Google on Saturday marked the celebrations of the 100th birth anniversary of computer scientist Alan Mathison Turing with an attractive doodle. Turing, who is also known as the founder of computer science, played a significant role in breaking the wartime Enigma- enciphered messages.
Alan Turing was born in London on 23 June, 1912 and from a very early age he showed deep interest toward science and mathematics. As he grew, Turing showed exceptional ability in solving advanced problems. His innovative mind conducted several test and also worked on the design of the Automatic Computing Engine (ACE). In 1946, he presented a paper which is known as the first elaborate design of a stored-program computer.
Turing, the father of computing and artificial intelligence, is best known for his contribution to cracking the German Enigma secret codes with the creation of early computers such as the bombe.

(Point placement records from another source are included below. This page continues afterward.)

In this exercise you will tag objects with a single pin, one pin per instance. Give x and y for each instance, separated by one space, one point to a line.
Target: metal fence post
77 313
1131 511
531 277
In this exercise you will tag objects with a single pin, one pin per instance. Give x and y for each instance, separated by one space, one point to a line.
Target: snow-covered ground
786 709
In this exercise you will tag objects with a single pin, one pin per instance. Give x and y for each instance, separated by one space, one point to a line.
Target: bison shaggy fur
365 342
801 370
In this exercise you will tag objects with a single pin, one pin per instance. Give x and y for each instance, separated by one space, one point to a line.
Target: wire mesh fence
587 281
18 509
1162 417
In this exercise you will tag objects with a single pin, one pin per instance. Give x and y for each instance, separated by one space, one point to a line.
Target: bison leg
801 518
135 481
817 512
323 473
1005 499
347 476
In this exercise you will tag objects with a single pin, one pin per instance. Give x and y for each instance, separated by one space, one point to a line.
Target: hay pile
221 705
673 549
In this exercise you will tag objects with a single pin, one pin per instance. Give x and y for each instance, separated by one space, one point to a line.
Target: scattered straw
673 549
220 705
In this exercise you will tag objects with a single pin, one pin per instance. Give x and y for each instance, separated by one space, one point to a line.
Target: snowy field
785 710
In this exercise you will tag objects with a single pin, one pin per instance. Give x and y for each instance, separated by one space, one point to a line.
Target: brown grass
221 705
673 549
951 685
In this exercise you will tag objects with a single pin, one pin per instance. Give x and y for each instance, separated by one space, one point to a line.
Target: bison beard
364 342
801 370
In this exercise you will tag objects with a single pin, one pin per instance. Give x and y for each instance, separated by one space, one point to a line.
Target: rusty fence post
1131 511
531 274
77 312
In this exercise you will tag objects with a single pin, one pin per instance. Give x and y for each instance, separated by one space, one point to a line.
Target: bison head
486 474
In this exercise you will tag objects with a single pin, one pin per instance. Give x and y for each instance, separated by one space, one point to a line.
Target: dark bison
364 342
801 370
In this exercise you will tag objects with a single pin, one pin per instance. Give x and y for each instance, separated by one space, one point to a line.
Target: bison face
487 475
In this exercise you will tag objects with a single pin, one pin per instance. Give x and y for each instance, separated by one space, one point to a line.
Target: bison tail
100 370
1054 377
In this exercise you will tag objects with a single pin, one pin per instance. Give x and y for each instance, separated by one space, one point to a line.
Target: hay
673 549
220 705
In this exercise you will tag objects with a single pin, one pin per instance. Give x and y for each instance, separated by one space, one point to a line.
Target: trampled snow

The cracking of the code allowed the Allies to track German military and naval units and destroy them.
Before the war started, Turing had already made an impact on the theory that would pave the way for the construction of the first computers. In 1938 he received his PhD from Princeton in the US.
After the war, Turing worked at the National Physical Laboratory and the University of Manchester.
Turing was also convicted of his homosexual actions as criminal act in the United Kingdom in 1952. After two years of conviction on 8 June, 1954 he was reported dead due to cyanide poisoning which was believed to be a suicide.
In 2009, after a campaign the then prime minister of the United Kingdom Gordon Brown issued an apology for Turing’s treatment on behalf of the British government.
In Manchester, ahead of his 100th birthday, to pay tribute to this codebreaking genius an award has been named after Alan Turing for people who makes significant contribution to help victims of homophobia. The award will be conferred as part of the Lesbian and Gay Foundation’s annual Homo Heroes Awards.